Field key Value guidance Example value
name Text to describe the resource. Toilet spreadsheet
date Date the resource applies to. Format: YYYY or YYYY/MM or YYYY/MM/DD. A dataset’s resources should all have a date value or none should. 2014/12
url URL to the file, webpage or API. It is not good enough to simply link to a page of links to the data - all the direct links to the data files must be supplied separately. https://open.barnet.gov.uk/dataset/d7384c92-5828-41a3-9d12-36d6db5c192f/resource/3e9934ac-492a-4042-971c-fe49bd9ca7e7/download/publictoiletsabfv3.0.csv
format File format. e.g. CSV, XLS, PDF, RDF, SHP, HTML, SPARQL, API. Don’t mention if a file is zipped - just the format inside the zip.

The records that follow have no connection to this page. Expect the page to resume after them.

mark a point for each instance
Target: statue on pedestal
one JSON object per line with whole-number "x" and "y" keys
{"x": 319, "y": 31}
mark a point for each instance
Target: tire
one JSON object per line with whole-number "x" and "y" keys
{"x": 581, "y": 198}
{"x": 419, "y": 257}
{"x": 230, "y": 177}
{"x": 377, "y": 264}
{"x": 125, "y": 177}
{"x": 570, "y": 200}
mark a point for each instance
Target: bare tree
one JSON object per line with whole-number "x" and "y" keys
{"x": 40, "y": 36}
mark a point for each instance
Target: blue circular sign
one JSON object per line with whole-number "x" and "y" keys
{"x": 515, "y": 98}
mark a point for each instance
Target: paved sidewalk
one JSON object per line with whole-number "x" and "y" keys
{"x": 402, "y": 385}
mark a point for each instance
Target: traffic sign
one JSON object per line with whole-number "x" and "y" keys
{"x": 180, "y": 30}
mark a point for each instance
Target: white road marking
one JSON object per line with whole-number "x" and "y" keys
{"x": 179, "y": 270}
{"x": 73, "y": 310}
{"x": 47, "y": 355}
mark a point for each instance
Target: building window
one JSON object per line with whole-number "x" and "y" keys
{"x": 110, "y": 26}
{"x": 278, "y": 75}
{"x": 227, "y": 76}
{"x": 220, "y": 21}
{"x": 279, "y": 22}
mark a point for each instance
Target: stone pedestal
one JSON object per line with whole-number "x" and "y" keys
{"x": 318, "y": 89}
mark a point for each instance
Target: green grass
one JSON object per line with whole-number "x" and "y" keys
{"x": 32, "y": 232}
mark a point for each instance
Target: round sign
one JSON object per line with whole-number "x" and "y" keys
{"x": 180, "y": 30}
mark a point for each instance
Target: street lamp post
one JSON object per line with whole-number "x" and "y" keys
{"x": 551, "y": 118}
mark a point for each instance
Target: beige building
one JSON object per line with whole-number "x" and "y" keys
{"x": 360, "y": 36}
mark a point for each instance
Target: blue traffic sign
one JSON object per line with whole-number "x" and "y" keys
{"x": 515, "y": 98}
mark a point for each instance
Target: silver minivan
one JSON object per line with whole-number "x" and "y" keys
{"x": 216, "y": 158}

CSV
resource_type If it is data, then: file or api Otherwise: documentation file
schema_url URL of the machine-readable schema that the data conforms to. If it is not a standard format then leave blank. See: Appendix E - Local Authority data schemas http://schemas.opendata.esd.org.uk/publictoilets/PublicToilets.json?v=0.41
schema_type The type of schema specified in schema_url. Examples: csvlint or xsd csvlint

Local Authorities in particular should make sure they fill in the la_service, la_function, schema_type and schema_url fields.